The fundamental modeling of energy systems through individual unit commitment decisions is crucial for energy system planning. However, current large-scale models are not capable of including uncertainties or even risk-averse behavior arising from forecasting errors of variable renewable energies. However, risks associated with uncertain forecasting errors have become increasingly relevant within the process of decarbonization. The intraday market serves to compensate for these forecasting errors. Thus, the uncertainty of forecasting errors results in uncertain intraday prices and quantities.

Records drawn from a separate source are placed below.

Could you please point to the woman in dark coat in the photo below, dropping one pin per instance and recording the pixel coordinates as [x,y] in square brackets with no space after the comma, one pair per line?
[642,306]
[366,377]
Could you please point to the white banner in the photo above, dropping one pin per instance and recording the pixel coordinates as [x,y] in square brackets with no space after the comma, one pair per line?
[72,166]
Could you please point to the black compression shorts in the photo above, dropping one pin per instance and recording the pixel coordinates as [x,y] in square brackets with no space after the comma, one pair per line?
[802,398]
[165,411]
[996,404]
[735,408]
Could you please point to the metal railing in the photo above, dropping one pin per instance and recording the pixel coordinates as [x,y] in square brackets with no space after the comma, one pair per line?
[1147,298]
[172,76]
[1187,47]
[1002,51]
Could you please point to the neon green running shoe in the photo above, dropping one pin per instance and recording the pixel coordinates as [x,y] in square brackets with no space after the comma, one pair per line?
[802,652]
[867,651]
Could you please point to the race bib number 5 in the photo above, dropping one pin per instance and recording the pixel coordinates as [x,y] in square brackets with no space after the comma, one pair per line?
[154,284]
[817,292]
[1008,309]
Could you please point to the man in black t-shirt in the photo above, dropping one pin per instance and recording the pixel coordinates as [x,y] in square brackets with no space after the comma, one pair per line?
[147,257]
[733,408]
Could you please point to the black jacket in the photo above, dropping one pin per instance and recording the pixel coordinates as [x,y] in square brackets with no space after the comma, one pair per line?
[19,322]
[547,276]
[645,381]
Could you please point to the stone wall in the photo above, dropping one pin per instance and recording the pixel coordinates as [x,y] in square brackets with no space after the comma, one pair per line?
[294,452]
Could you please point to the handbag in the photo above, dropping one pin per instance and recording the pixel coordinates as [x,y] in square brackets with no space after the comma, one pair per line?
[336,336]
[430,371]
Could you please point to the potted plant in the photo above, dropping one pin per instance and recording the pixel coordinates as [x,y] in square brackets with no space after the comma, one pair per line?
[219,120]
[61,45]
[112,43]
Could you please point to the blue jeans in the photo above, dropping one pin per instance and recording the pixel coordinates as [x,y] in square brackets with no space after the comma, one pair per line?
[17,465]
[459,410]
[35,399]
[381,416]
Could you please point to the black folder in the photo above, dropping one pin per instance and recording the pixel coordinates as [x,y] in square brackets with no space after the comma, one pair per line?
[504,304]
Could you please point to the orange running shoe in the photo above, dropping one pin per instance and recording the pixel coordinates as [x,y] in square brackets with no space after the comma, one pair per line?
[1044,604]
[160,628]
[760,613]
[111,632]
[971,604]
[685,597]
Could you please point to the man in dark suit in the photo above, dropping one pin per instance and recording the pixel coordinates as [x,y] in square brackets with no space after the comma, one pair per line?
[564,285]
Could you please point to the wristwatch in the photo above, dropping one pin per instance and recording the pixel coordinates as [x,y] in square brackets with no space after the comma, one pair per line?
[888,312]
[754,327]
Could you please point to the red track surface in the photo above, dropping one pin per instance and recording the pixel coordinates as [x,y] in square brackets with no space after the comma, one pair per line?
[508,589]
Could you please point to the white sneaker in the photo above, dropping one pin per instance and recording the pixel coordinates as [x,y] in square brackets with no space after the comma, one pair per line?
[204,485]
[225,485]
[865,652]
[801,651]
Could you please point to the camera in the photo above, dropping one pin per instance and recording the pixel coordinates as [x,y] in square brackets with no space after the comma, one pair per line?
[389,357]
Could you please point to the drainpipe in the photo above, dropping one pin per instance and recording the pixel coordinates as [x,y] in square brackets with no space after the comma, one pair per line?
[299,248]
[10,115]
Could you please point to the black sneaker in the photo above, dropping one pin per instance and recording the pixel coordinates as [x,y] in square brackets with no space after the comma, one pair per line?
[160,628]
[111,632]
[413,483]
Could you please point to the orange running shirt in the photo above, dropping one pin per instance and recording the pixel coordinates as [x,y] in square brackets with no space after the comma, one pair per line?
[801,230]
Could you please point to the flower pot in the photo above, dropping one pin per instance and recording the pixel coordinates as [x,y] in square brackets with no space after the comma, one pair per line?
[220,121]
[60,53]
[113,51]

Therefore, this paper proposes a two-stage risk-constrained stochastic optimization approach to fundamentally model unit commitment decisions facing an uncertain intraday market. By the nesting of Lagrangian relaxation and an extended Benders decomposition, this model can be applied to large-scale, e.g., pan-European, power systems. The approach is applied to scenarios for 2023—considering a full nuclear phase-out in Germany—and 2035—considering a full coal phase-out in Germany. First, the influence of the risk factors is evaluated. Furthermore, an evaluation of the market prices shows an increase in price levels as well as an increasing day-ahead-intraday spread in 2023 and in 2035. Finally, it is shown that intraday cross-border trading has a significant influence on trading volumes and prices and ensures a more efficient allocation of resources.

Suggested Citation

  • Moritz Nobis & Carlo Schmitt & Ralf Schemm & Armin Schnettler, 2020. "Pan-European CVaR-Constrained Stochastic Unit Commitment in Day-Ahead and Intraday Electricity Markets," Energies, MDPI, vol. 13(9), pages 1-35, May.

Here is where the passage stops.